ARTIGOS

A crise hídrica veio para ficar. O que podemos fazer?


Alexander Vicente Christianini

Se voltássemos ao final do século 19 ou início do 20 olharíamos ao redor assustados: a paisagem que nos cerca seria absolutamente irreconhecível. Até esta época boa parte de nosso Estado ainda era coberta por uma Mata Atlântica exuberante, do litoral até o Rio Paraná, com exceção de áreas cobertas por Cerrado como nas regiões de Bauru, Itapetininga e São Carlos, no interior. Esta floresta cedeu lugar ao café, às pastagens, à cana-de-açúcar, às cidades. Mas ela tinha papéis importantes na conservação e fertilidade do solo bem como na regulação do clima regional. Estudos mostram que um dos preços desta drástica mudança no uso da terra foi transformar São Paulo, a "terra da garoa", em um local onde aumentou a frequência de episódios climáticos extremos, com a chuva agora concentrada em menos dias ao longo do ano e espaçada com períodos de seca. Aumentaram os episódios de temporais catastróficos que destroem a infraestrutura e ceifam vidas, especialmente nas áreas mais pobres. Mas estas mudanças não ocorreram apenas aqui. O mesmo fenômeno ocorreu e continua ocorrendo em escala global.

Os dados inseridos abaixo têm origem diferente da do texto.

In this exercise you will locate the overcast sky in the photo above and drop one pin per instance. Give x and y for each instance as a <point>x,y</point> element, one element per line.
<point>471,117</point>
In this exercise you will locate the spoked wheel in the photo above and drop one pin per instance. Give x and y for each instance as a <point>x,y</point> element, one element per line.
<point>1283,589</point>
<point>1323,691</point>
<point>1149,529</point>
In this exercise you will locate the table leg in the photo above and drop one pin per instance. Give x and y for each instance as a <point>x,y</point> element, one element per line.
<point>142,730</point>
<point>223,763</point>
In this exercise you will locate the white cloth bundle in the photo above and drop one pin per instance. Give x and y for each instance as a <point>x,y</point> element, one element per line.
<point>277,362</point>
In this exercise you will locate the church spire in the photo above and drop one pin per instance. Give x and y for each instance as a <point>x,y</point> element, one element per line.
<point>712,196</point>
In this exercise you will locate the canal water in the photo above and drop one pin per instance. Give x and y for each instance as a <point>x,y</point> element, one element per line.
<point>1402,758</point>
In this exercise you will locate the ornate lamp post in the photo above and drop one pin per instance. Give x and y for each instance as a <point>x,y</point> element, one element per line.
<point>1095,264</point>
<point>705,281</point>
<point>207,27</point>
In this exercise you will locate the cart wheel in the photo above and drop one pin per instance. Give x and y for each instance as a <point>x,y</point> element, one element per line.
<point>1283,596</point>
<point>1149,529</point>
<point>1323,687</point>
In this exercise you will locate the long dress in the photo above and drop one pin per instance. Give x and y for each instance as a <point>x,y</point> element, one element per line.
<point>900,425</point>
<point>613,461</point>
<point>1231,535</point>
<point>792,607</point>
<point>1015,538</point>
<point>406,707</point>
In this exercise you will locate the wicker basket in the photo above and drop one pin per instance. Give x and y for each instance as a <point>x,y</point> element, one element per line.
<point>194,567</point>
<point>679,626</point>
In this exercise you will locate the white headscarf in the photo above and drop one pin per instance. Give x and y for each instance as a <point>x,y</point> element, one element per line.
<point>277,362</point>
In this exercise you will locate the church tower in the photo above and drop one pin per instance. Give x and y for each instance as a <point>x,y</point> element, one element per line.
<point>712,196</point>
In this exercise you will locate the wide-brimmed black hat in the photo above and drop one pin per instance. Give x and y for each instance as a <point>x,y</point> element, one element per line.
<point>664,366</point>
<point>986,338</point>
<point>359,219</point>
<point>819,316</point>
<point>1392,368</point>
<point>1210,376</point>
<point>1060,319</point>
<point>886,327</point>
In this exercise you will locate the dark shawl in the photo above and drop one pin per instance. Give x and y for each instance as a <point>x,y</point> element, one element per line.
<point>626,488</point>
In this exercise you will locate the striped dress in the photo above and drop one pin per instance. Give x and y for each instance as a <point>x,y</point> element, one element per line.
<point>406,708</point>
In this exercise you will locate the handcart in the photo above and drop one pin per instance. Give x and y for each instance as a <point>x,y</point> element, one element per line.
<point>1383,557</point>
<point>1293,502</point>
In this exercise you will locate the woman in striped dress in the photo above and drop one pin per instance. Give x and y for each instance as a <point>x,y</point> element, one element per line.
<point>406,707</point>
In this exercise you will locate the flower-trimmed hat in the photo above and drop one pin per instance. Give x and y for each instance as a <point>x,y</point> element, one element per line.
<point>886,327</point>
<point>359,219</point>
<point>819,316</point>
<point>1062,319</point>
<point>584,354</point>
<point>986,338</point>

Há mais de duas décadas os cientistas alertam sobre os riscos de mudanças climáticas em razão de emissões de poluentes causadores do efeito estufa desde a Revolução Industrial e de mudanças no uso da terra aceleradas especialmente no século 20. Sabe-se que a cobertura florestal na Amazônia desempenha um papel importante na regulação do clima da América do Sul (veja em www.ccst. inpe.br) e que é no Cerrado - hoje boa parte ocupado pela soja - que ocorre parte importante da recarga do aquífero Guarani, um dos maiores reservatórios de água do mundo. E o que temos feito a respeito? Não demos e não temos dado a devida atenção a estes alertas. Continuamos explorando nossos recursos naturais como se ainda vivêssemos no início do século 20, quando a fartura sugeria enganosamente que estes recursos eram infinitos. Só que a ação de nossos ancestrais e hoje em dia de nós mesmos, em uma população várias vezes maior mudou este cenário. O choque de realidade trazido pela recente crise de abastecimento de água e o prelúdio de dias difíceis nas próximas estações secas são oportunidades para revermos nossos hábitos.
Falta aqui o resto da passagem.